Engel kann man nicht verbieten. Das hat auch Martin Luther eingesehen. Sie sind biblisch einfach zu gut belegt. Ganz abgesehen von den vielen Aufgaben, die sie erfüllen. Zwei Kantaten über einen ganz besonderen Engel rahmten das Konzert „Kantaten 1“ – und konnten durch die beiden Binnen-Kantaten ihren Gehalt erst so richtig entfalten.
Die Aufgabe, zwei der dreieinhalb Kantaten von Johann Sebastian Bach zum Michaelstag aufzuführen, garantiert einen Erfolg, da sie musikalisch prachtvoll gestaltet sind. Sie so zu reihen, dass sie nicht nur vorbeifunkeln, sondern auch ihren Gehalt entfalten, ist die Kunst.

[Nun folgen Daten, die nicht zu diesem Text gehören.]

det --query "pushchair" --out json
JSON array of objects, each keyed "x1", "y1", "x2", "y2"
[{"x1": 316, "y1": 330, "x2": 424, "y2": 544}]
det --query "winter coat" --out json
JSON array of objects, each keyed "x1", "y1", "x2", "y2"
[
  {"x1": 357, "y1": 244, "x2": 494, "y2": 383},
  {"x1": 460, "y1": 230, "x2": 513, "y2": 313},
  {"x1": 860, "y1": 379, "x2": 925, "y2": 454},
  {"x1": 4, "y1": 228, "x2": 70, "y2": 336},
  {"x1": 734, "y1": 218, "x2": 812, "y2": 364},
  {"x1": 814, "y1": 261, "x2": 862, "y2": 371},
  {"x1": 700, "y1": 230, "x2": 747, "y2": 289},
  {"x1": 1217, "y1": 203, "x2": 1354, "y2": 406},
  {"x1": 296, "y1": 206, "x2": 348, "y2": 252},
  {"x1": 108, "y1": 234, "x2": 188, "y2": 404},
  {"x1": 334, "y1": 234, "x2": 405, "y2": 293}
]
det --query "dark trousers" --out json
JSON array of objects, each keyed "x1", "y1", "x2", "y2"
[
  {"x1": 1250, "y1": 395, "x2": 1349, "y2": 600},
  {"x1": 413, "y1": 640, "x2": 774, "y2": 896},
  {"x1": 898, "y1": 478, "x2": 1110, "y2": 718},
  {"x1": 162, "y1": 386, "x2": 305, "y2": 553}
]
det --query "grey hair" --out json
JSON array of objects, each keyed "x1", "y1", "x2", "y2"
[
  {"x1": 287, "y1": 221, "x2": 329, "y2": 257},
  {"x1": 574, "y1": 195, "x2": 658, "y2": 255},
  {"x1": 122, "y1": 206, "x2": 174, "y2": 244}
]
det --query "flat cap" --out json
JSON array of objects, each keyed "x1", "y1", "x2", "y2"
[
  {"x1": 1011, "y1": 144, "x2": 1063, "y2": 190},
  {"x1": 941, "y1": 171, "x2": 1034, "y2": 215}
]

Der Erzengel Michael hat in der christlichen Himmelsordnung eine besondere Stellung und auch im Jahreslauf der Stadt Leipzig, weil sein Fest den Beginn der wichtigen Herbstmessewoche markiert. Entsprechend üppig hatte auch die Kirchenmusik zu sein. In BWV 19, „Es erhub sich ein Streit“, wird der Kampf im Himmel bildreich dargestellt.
Ludwig Böhme gestaltet mit dem Windsbacher Knabenchor den Eingangschor wie ein Deckengemälde: In der Mitte sind Schlange und Erzengel klar umrissen, hervorgehoben durch den Einsatz von Non-Legatos und Forte-Impulsen. An den Rand setzt er die umringende Schar und umwölkt und umtost mit fein abgestuften Dynamiken, bei denen man sich Rosa und Himmelblau vorstellen kann. Die Windsbacher, am Ende eines Schuljahres, das ohne Abiturienten endet, sind in großer Besetzung und in Hochform zu erleben: ritterlich, kultiviert, himmelsmächtig.
BWV 6, „Bleib bei uns, denn es will Abend werden“, das von den Emmausjüngern handelt, scheint da keinen Bezug zu haben. Der Weg führt über das Fleh-Wort „bleib“, das in beiden Texten das zentrale Anliegen ist und hier den Jüngern Jesu zugeschrieben wird.
BWV 127, „Herr Jesu Christ, wahr‚ Mensch und Gott“, bezieht diese Sehnsucht auf den im Todeskampf Liegenden. Dorothee Mields gelingt mit ihrem seraphisch-lauteren Sopran eine hypnotisch fesselnde Arien-Deutung. Die kleine Besetzung trägt auch ihrer Tonstärke Rechnung. Terry Weys Alt ist ausgewogen, geschmeidig und muss in keiner Lage forcieren. Patrick Grahls Tenor ist warm timbriert, volltönend, angenehm minimal nasal und frei von Schärfe. Tobias Berndts Bass ist kompakt, beweglich, gelöst und hat viel Herzlichkeit und Zuversicht.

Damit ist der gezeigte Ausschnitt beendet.